Sheri’s a merciless editor – even of her husband’s words -- and nothing I write gets out of the house without her reading it first. Likewise, I read her work. We collaborate. We butt heads. And in the end, what we write is better for our collaboration. Our marriage is, too.


So I’m rooting for Marty Stuart and Connie Smith, a husband and his seventeen-years-older wife, who right now are Grammy Award nominees for a duet called “I Run To You.” The show will be broadcast next week, on Feb. 13, 8 p.m. east coast time, on CBS. The couple are competing for Best Country Collaboration with Vocals. Stuart is up for another for Best Country Instrumental; both songs come from his album Ghost Train: The Studio B Sessions.


The couple married in 1997, having first met when Marty was a 12-year-old who saw Connie perform at a fair in his hometown.

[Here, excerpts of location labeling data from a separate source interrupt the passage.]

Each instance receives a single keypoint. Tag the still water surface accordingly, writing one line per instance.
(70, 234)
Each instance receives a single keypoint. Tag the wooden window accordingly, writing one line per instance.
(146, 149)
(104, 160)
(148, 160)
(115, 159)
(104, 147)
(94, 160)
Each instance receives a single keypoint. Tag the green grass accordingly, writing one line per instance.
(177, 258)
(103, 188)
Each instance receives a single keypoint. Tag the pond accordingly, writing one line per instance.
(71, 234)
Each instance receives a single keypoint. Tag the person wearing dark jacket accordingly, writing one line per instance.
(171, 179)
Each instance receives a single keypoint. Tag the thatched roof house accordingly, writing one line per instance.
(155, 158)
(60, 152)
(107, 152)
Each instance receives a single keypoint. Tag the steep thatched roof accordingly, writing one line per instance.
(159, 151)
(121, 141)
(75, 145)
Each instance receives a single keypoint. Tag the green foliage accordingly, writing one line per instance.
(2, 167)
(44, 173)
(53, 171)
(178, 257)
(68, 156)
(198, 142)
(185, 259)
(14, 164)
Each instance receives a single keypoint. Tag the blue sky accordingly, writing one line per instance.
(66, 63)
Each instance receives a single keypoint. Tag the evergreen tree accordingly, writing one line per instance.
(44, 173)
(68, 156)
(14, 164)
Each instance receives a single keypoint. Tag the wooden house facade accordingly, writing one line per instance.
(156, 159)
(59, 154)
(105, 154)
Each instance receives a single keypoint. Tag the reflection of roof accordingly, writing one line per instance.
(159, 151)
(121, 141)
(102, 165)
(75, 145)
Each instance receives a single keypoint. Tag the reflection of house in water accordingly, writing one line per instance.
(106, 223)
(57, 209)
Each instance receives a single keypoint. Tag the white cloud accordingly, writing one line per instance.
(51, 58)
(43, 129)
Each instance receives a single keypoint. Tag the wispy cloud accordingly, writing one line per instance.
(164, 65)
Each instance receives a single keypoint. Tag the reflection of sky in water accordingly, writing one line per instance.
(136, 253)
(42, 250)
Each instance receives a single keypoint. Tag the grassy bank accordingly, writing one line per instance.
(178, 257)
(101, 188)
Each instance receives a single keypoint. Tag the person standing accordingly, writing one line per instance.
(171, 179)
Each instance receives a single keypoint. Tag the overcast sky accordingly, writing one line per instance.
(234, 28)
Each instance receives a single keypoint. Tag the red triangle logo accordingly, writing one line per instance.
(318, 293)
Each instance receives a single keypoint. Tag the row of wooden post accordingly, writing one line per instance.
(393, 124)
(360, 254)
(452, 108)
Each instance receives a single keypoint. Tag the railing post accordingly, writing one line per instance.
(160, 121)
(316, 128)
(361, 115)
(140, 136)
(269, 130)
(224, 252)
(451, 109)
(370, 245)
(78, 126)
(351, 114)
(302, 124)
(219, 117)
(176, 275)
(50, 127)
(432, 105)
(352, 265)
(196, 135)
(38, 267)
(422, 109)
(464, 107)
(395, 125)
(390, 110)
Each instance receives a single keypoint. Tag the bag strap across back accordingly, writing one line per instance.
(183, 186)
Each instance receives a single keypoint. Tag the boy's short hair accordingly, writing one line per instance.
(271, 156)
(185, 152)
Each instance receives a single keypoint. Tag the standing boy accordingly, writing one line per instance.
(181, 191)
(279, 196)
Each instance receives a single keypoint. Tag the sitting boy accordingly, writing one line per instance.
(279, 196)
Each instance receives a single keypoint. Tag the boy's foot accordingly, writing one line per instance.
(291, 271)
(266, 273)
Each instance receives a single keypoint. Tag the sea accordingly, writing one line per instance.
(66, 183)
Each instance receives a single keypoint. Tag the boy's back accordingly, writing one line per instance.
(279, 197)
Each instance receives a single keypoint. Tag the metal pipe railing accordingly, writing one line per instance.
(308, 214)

She forgot him, but he didn’t forget her. You can watch them perform “I Run To You” in this video.


.

I’m no country music expert, and the song is likable enough, but I’m saying the outfits are more fabulous than the tune. Nevertheless can’t we all agree that husband-and-wife teams with a seventeen-year age difference deserve mega-national awards? Isn’t there a Pulitzer Prize for blogging collaborations?

Can’t we also agree that I’d look yes-yes-yes in a silk scarf and sequins?